Nous nous sommes demandé ce qui, au vu de la réalité de l'économie française et de la situation fiscale des entreprises, était le plus utile pour leur développement, pour qu'elles puissent dormir tranquillement sur le plan fiscal, si je puis dire, et qu'elles ne consacrent pas un temps excessif à ces matières car ce n'est pas leur métier. Il nous a semblé qu'il fallait surtout s'intéresser – c'est pourquoi le texte fait allusion à une typologie qui serait un mode de ciblage – aux entreprises qui sont un peu l'économie de demain, celles qui ont par exemple des capacités de recherche importantes, les futures entreprises de taille intermédiaire (ETI), bref tous ces sujets que vous connaissez bien. Ce sont probablement ces entreprises en développement qui ont à la fois le plus de problèmes novateurs à leurs yeux, y compris au plan fiscal, pour lesquelles les enjeux économiques de développement et de croissance de notre économie sont les plus forts et qui sont le potentiel de demain. On pensait concentrer toute notre action sur celles-ci et le faire sans chercher à couvrir l'ensemble des problèmes fiscaux des entreprises, mais plutôt, en dialogue avec elles, cibler des opérations, des objets pour lesquels elles se posent de vraies questions.

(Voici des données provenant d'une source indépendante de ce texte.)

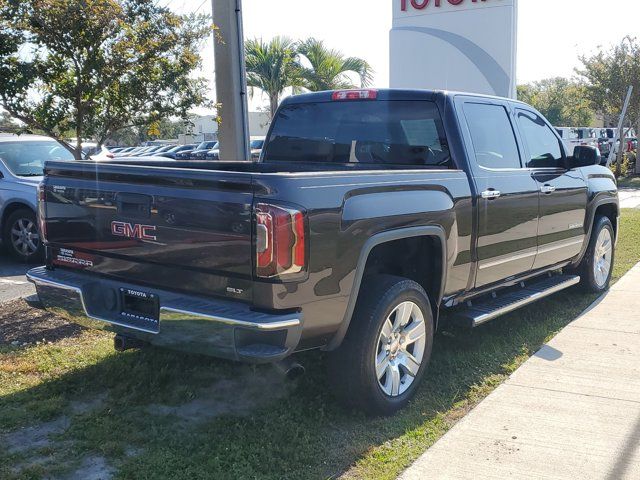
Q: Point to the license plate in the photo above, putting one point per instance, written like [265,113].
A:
[140,309]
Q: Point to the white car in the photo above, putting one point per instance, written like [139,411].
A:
[22,160]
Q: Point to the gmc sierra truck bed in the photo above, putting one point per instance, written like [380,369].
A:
[370,215]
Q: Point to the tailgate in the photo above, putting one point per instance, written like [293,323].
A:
[122,220]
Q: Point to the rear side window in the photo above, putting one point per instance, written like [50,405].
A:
[544,146]
[492,135]
[359,132]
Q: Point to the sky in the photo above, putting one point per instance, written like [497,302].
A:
[552,34]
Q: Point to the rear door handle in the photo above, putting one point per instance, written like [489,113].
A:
[491,194]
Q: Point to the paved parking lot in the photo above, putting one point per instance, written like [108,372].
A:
[13,283]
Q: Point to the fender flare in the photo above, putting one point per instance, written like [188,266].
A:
[374,241]
[13,202]
[591,218]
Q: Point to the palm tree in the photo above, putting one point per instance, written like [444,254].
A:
[272,67]
[330,69]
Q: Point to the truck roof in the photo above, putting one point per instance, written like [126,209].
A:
[385,94]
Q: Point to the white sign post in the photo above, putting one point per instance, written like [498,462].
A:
[463,45]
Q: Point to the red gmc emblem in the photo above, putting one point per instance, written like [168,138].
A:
[142,232]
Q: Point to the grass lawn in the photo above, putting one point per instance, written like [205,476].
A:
[75,406]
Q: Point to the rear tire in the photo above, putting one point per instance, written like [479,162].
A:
[21,237]
[596,267]
[385,353]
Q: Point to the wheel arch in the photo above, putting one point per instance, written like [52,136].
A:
[608,207]
[431,232]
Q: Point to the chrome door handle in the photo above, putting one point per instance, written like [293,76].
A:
[491,194]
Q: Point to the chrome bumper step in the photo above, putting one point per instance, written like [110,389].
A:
[485,310]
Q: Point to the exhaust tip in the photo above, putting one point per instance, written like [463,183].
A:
[122,343]
[290,369]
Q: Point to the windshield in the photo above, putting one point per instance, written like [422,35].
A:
[205,145]
[359,132]
[26,159]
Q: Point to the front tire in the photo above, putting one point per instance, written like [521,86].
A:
[21,236]
[596,267]
[387,348]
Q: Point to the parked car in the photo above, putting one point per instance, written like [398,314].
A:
[256,145]
[573,137]
[604,145]
[214,153]
[372,217]
[188,154]
[21,167]
[200,153]
[102,154]
[173,153]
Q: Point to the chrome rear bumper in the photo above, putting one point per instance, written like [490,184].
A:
[218,328]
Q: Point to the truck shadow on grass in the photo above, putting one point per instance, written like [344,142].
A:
[159,414]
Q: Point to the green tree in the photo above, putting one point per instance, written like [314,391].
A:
[329,69]
[272,67]
[94,67]
[608,74]
[7,124]
[562,101]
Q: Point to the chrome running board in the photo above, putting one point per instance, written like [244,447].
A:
[483,311]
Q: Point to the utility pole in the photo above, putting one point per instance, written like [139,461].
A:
[620,134]
[231,80]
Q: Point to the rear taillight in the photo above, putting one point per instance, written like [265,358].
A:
[342,95]
[280,241]
[41,221]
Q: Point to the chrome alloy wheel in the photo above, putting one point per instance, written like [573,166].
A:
[24,237]
[400,349]
[602,257]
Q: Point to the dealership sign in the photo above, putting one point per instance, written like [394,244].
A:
[422,4]
[458,45]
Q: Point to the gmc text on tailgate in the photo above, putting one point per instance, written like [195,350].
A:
[370,216]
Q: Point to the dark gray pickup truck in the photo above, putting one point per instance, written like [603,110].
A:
[370,215]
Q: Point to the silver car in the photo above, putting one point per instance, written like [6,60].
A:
[22,160]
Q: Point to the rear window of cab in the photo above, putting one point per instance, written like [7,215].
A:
[365,132]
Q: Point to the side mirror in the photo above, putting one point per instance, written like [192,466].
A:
[584,156]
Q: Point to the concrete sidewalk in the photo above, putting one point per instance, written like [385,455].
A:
[570,412]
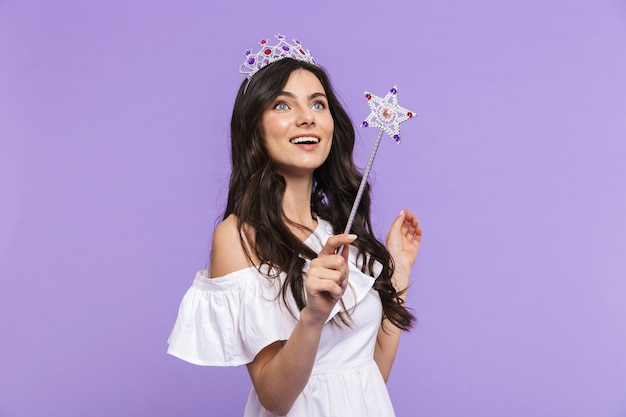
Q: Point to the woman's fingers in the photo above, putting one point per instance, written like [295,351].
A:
[335,242]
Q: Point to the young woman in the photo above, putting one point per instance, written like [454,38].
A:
[316,316]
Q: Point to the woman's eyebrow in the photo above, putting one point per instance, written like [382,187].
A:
[311,97]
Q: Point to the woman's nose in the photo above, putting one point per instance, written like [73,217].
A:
[306,117]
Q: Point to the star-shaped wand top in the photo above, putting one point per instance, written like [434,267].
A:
[386,113]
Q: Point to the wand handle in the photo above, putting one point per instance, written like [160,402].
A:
[359,194]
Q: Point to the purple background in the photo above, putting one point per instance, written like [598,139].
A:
[113,166]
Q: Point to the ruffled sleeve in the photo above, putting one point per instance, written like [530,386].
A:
[226,321]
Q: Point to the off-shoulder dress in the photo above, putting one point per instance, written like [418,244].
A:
[226,321]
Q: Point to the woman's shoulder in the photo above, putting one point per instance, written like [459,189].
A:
[228,253]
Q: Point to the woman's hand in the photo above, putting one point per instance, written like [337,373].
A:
[403,241]
[327,278]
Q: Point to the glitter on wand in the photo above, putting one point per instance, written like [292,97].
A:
[386,114]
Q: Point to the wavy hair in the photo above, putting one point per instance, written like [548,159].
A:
[256,191]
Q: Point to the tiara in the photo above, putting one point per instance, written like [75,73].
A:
[272,53]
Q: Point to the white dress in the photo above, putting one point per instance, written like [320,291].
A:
[226,321]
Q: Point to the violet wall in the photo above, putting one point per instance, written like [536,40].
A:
[113,168]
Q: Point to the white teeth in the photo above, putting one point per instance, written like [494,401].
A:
[305,139]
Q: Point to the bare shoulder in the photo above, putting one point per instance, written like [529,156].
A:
[227,253]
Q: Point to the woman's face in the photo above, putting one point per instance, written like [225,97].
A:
[297,126]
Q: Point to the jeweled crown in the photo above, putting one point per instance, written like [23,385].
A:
[272,53]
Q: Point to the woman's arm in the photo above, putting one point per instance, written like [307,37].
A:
[281,370]
[403,240]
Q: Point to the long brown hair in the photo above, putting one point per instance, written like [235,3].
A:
[256,191]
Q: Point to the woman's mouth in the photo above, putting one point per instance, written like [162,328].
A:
[305,140]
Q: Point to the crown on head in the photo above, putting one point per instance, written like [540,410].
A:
[272,53]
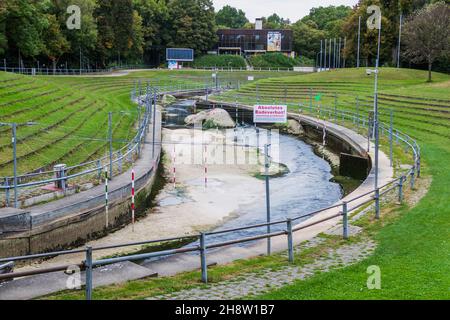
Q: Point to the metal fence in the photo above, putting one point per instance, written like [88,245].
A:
[201,244]
[147,98]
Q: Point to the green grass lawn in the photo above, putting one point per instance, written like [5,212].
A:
[414,247]
[414,251]
[71,111]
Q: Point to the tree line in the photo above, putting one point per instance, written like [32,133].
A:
[112,31]
[137,31]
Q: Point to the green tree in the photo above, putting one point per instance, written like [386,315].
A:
[427,35]
[85,39]
[275,22]
[56,44]
[231,17]
[307,38]
[324,17]
[192,24]
[155,18]
[120,31]
[26,22]
[321,23]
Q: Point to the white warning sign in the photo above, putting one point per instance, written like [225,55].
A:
[270,114]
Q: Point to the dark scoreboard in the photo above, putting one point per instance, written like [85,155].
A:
[179,54]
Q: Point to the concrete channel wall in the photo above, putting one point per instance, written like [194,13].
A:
[73,220]
[353,154]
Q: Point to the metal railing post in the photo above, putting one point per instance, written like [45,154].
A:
[203,258]
[120,158]
[391,138]
[99,169]
[377,203]
[400,190]
[335,108]
[290,241]
[413,173]
[7,192]
[88,264]
[345,220]
[418,168]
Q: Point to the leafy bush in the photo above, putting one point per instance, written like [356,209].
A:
[226,61]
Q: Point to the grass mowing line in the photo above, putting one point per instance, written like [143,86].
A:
[23,89]
[40,147]
[31,132]
[15,102]
[52,99]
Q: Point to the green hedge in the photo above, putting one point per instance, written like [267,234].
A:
[278,60]
[226,61]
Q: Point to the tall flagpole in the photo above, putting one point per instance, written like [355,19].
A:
[359,41]
[399,40]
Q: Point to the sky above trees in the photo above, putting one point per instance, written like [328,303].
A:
[292,9]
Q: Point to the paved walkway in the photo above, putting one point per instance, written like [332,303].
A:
[254,284]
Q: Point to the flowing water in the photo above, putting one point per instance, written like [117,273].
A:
[305,188]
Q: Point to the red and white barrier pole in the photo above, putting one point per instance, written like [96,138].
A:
[174,169]
[133,208]
[206,166]
[106,198]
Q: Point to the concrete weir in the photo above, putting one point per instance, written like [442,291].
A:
[75,219]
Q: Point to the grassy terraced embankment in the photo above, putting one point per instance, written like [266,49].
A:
[413,252]
[71,114]
[413,242]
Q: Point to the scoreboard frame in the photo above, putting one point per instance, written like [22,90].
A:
[168,58]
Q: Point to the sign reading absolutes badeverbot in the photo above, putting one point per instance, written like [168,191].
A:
[270,114]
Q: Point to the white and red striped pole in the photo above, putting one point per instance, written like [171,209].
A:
[174,169]
[133,208]
[206,166]
[106,198]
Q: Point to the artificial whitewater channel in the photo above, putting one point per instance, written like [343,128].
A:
[305,186]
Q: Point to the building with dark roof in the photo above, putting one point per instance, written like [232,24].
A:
[254,41]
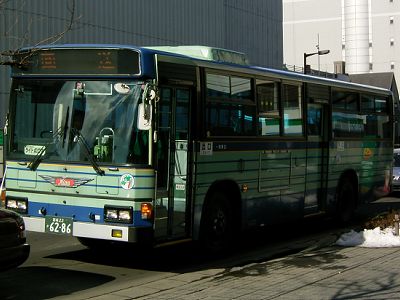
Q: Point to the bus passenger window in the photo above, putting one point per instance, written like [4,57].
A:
[268,107]
[313,120]
[292,112]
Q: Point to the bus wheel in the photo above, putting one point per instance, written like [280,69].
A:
[346,201]
[217,224]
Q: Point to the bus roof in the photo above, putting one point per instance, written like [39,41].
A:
[219,58]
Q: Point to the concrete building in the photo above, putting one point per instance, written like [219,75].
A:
[253,27]
[365,34]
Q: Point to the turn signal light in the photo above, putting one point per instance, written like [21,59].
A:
[147,211]
[116,233]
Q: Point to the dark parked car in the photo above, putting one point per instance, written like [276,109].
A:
[396,171]
[13,247]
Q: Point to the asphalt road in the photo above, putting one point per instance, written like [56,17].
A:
[59,267]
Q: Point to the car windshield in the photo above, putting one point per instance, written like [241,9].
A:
[48,116]
[396,159]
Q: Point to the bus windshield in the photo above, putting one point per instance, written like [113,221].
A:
[48,116]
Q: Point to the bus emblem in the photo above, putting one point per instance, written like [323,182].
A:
[127,181]
[66,181]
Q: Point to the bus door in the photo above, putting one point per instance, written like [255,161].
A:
[172,162]
[317,158]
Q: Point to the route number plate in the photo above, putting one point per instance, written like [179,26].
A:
[58,225]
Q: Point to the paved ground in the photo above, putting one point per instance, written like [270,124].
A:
[323,271]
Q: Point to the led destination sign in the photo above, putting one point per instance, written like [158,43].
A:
[79,61]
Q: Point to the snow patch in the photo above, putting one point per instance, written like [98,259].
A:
[370,238]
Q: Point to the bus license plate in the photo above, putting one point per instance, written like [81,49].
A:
[58,225]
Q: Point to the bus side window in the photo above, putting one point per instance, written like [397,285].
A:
[313,120]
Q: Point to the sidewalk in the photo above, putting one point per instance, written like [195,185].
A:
[327,272]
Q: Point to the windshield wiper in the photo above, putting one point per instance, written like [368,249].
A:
[38,157]
[78,137]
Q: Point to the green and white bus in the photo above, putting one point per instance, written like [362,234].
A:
[168,144]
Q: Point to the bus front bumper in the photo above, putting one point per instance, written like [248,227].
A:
[95,230]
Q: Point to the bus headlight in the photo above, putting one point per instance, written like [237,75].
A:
[19,205]
[118,214]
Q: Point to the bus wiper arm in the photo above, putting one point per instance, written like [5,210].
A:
[33,165]
[79,138]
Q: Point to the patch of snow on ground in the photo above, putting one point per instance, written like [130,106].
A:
[372,238]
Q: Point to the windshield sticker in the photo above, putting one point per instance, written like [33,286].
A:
[34,149]
[122,88]
[127,181]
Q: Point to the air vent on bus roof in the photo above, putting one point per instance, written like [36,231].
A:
[207,53]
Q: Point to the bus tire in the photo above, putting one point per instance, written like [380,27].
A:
[346,201]
[217,224]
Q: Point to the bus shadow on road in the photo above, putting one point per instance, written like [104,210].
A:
[46,282]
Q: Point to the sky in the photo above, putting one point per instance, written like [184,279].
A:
[371,238]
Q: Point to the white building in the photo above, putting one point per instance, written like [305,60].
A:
[363,33]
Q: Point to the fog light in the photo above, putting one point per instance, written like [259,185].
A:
[118,214]
[146,210]
[124,215]
[116,233]
[111,214]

Si je puis me permettre d'évoquer des contacts que nous avons pu avoir avec certaines d'entre elles, je dirai que les chefs d'entreprise se posent moins la question du taux de TVA qui doit s'appliquer à leurs produits que celle de la manière dont elles doivent racheter une entreprise lorsque c'est la première fois qu'elles le font, ou encore de dire le droit lorsqu'elles créent un objet dont la fiscalité n'avait pas imaginé qu'il existerait et qu'il aurait une vraie utilité. Je pense aux « jeunes pousses » de la nouvelle économie mais pas seulement à elles. Cet accompagnement de nos futures grandes entreprises ou futures ETI avec un ciblage sur des opérations pour établir cette relation de confiance, a aussi du prix dans le temps, c'est-à-dire que, si on les accompagne complètement lorsqu'elles commencent à croître, on peut penser que dans la durée leur comportement vis-à-vis de nous sera plus détendu. Tout à l'heure, j'ai indiqué que l'on délivrait plusieurs dizaines de milliers de rescrits par an, mais on pourrait en délivrer encore plus.

Nous disposons encore pour le crédit d'impôt recherche (CIR) d'une possibilité de rescrit, qui a été amélioré il y a peu.

Toutefois, le nombre d'entreprises qui utilisent et bénéficient très opportunément de ces dispositions montre que nous sommes en dessous des possibilités. Nous pensons – et c'est une pierre dans notre jardin – que c'est parce que des entreprises, ou leurs conseils, considèrent qu'il est préférable de ne pas nous demander d'intervenir, et choisissent de demeurer attentistes.

Cette relation de confiance doit donc se nouer dans la durée, et être fluide, sans arrière-pensée d'une part comme de l'autre. Mais cela n'est pas réalisable avec trois millions d'entreprises, car nous n'avons pas la capacité d'offrir le même service à tout le monde.

Il nous semblait qu'il était économiquement pertinent de mettre des ressources rares – de plus en plus rares à la DGFiP (Sourires.) – au service des enjeux économiques les plus importants. Ce qui nous a conduits à nous concentrer sur les entreprises innovantes, les jeunes pousses, les futures ETI, etc. Toutes choses que la réflexion conduira à définir plus précisément au fil des travaux.